Residenze Sanitarie Assistite, Case di Riposo, spesso non adeguate dal punto di vista strutturale e sanitario, superaffollate, hanno generato contagi e decessi in un numero spaventoso…
Questa vicenda ha ancora di più evidenziato, se ce n’era bisogno, che non sono tollerabili grandi carrozzoni ma occorre realizzare piccole strutture, da considerare come ultima possibilità ; strutture accoglienti, dal volto umano, radicate nei luoghi dove l’anziano ha le proprie radici e dove possa vivere adeguatamente assistito gli ultimi anni della sua vita.
 
Ma questa emergenza ha anche messo in luce la carenza di una rete territoriale adeguata non solo per le persone anziane ma per tutti coloro che non necessitano di cure ospedaliere ma che hanno il diritto di avere una diagnosi, di essere sorvegliati, trattati, confortati. Ciò vale per la gestione dell’epidemia ma anche per la gestione domiciliare di tutti quei cittadini affetti da varie patologie croniche. Molti hanno posto l’accento sulla necessità di potenziare le cure primarie e la medicina d’iniziativa, che mostrano grandi differenziazioni regionali. Ma siamo sicuri che l’attuale modello sia adeguato? Che i profili contrattuali e convenzionali del personale ben si addicano alla imponenza della sfida? Riflettiamoci
 
Tornando invece allo specifico della mia esperienza: ho maturato un grande rispetto per le giovani donne medico, ormai tante, ovunque. Per quelle incontrate all’Ospedale di Vaio: la paura del contagio per sé e i propri familiari, , giustamente sempre presente, non ha mai impedito loro di svolgere appieno un’assistenza adeguata alle necessità dei malati. Si sono fatte carico anche dei rapporti con i loro parenti, che ragguagliavano giornalmente sulle condizioni dei congiunti, spesso non autosufficienti o diventati tali a seguito della malattia.

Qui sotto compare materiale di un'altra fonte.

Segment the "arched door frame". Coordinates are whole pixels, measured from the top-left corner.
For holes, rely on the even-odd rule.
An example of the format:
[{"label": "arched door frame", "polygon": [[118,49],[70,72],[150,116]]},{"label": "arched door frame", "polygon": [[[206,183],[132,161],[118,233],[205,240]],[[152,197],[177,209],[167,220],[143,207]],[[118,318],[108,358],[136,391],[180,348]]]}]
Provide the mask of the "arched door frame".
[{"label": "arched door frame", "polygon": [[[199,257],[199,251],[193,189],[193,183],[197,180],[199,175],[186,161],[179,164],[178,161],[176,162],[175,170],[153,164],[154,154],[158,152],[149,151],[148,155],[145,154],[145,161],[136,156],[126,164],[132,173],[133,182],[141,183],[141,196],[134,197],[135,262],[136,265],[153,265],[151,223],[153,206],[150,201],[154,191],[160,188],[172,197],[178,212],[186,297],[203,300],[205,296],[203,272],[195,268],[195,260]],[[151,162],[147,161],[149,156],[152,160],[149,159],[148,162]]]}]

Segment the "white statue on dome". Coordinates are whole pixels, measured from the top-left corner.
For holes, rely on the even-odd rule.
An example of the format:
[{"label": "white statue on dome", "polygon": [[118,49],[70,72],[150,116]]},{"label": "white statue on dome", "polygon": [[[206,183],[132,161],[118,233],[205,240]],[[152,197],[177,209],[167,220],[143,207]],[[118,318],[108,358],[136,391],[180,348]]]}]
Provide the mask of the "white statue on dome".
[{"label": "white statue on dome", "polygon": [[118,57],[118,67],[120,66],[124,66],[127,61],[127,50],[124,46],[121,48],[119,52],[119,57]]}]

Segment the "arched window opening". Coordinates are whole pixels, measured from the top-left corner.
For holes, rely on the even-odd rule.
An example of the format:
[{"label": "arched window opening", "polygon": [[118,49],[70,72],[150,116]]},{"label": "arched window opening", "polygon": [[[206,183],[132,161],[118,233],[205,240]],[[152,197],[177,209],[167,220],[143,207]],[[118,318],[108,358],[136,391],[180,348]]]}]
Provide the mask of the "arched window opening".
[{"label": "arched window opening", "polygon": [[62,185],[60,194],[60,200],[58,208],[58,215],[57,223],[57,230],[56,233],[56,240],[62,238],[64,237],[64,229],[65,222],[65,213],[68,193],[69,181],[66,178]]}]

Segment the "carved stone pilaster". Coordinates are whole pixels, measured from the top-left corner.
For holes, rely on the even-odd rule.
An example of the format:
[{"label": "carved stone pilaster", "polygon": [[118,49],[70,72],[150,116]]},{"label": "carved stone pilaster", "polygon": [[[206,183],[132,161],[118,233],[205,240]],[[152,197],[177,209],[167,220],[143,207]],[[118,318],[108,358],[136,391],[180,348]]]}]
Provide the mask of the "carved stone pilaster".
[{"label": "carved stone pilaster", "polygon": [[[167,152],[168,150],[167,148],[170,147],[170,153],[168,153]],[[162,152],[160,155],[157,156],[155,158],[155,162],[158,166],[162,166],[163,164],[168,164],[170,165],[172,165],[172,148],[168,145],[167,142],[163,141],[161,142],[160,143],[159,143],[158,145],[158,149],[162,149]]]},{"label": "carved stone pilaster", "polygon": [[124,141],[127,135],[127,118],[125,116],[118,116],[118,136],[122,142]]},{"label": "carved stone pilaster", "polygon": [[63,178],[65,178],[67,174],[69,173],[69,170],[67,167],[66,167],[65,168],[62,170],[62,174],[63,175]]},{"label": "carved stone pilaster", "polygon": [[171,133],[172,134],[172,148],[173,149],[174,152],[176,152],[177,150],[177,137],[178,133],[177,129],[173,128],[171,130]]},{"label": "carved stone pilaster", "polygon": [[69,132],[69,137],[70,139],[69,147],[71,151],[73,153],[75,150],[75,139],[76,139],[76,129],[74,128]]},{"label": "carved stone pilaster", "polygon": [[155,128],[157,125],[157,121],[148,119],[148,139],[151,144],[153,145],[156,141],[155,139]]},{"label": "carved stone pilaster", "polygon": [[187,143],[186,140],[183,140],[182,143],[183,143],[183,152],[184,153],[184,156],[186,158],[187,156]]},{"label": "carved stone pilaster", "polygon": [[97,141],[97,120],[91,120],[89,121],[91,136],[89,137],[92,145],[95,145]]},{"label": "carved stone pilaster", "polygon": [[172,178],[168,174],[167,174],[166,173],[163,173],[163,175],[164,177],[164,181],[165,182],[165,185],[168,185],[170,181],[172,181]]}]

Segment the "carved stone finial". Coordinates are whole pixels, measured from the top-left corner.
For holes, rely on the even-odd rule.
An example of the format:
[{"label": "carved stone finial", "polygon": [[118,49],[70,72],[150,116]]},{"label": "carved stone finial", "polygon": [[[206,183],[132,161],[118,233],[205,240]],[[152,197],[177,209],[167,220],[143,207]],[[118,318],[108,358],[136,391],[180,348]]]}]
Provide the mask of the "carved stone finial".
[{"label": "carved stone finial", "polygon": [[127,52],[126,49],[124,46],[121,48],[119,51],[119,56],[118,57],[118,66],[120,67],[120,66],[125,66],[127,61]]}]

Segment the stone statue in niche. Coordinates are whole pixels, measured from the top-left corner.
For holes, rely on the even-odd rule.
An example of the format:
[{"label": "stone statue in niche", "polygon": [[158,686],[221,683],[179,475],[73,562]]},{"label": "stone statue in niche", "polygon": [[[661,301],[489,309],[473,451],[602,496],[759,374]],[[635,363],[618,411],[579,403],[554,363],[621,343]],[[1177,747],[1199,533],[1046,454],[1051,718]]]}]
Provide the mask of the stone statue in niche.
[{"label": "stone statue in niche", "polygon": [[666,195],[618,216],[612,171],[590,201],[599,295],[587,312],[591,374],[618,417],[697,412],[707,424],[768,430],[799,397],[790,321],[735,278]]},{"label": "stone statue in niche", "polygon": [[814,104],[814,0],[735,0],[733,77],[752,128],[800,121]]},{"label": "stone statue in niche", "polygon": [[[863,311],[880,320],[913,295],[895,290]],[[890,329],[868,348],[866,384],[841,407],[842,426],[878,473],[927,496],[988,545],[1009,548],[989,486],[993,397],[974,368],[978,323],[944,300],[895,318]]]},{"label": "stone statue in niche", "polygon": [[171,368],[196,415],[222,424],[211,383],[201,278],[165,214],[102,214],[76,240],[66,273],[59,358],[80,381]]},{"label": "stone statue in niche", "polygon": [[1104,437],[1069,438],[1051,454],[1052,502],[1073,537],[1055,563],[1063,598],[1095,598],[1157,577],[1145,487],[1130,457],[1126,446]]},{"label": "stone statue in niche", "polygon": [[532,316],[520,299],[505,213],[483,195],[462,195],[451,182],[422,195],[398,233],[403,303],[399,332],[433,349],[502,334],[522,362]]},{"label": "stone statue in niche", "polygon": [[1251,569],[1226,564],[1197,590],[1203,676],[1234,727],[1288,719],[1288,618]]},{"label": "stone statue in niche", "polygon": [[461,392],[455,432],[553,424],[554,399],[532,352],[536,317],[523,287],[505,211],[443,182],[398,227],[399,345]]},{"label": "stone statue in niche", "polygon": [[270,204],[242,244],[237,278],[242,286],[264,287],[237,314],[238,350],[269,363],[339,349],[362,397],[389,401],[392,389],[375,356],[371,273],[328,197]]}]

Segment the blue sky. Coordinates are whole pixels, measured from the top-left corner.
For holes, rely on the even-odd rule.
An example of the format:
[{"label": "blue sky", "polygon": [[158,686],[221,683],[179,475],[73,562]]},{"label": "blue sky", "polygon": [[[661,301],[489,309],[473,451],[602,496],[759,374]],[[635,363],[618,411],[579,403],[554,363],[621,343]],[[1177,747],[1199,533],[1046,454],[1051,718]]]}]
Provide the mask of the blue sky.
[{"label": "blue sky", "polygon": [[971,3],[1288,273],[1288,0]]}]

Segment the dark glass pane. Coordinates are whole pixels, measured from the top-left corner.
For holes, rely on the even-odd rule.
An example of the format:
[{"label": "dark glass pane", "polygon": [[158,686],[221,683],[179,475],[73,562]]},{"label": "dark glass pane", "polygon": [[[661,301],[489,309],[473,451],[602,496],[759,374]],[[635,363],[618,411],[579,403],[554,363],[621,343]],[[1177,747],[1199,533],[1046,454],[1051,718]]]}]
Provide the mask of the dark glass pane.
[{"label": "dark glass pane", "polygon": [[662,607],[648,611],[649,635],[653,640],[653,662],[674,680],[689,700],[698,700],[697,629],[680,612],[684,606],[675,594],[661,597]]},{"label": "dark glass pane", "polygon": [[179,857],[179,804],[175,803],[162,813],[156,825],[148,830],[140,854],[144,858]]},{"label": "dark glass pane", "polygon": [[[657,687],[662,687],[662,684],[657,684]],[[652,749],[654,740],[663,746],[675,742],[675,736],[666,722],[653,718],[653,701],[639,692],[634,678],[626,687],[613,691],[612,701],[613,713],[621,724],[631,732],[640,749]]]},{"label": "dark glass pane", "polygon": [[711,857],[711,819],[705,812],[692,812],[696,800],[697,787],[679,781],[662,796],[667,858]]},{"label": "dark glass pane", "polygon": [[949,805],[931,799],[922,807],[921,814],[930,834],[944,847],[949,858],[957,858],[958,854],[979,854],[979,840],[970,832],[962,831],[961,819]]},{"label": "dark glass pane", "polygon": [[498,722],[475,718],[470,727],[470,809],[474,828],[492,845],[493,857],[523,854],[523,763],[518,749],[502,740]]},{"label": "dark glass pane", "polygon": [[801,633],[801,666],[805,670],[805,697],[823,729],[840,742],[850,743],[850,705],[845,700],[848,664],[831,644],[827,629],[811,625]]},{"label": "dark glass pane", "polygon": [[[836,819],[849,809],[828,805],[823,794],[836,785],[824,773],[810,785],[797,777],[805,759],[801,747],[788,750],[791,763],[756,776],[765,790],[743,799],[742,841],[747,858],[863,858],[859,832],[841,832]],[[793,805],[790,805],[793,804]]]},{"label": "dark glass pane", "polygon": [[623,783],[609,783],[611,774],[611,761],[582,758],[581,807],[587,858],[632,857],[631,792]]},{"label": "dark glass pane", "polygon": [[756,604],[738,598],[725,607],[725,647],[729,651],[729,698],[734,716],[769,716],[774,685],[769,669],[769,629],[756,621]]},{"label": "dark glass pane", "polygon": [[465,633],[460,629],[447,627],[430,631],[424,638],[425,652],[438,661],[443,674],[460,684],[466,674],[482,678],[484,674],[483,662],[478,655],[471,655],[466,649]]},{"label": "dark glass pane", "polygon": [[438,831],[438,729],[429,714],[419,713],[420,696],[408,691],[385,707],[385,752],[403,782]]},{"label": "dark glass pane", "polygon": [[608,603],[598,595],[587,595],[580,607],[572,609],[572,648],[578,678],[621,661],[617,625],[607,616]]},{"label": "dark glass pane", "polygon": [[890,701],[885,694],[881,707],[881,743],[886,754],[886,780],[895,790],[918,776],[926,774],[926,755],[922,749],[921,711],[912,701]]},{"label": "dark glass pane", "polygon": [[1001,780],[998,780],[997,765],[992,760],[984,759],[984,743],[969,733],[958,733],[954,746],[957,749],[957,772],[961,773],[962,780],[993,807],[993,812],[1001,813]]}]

Prima di cedere allo sconforto e, talvolta, anche al pianto, si sono rimboccate le maniche, anzi, in questo caso, si sono coperte come è obbligo fare, affrontando con coraggio e umanità quelle prove difficili, di cui non trovi traccia nei trattati di medicina.
 
Sono partita con ansia ed emozione. Sono ritornata con più forza e fiducia, perché ho imparato molto sulla gestione di una infezione terribile; perché ho conosciuto persone straordinarie che rappresentano una speranza per la scienza medica e per il nostro Paese.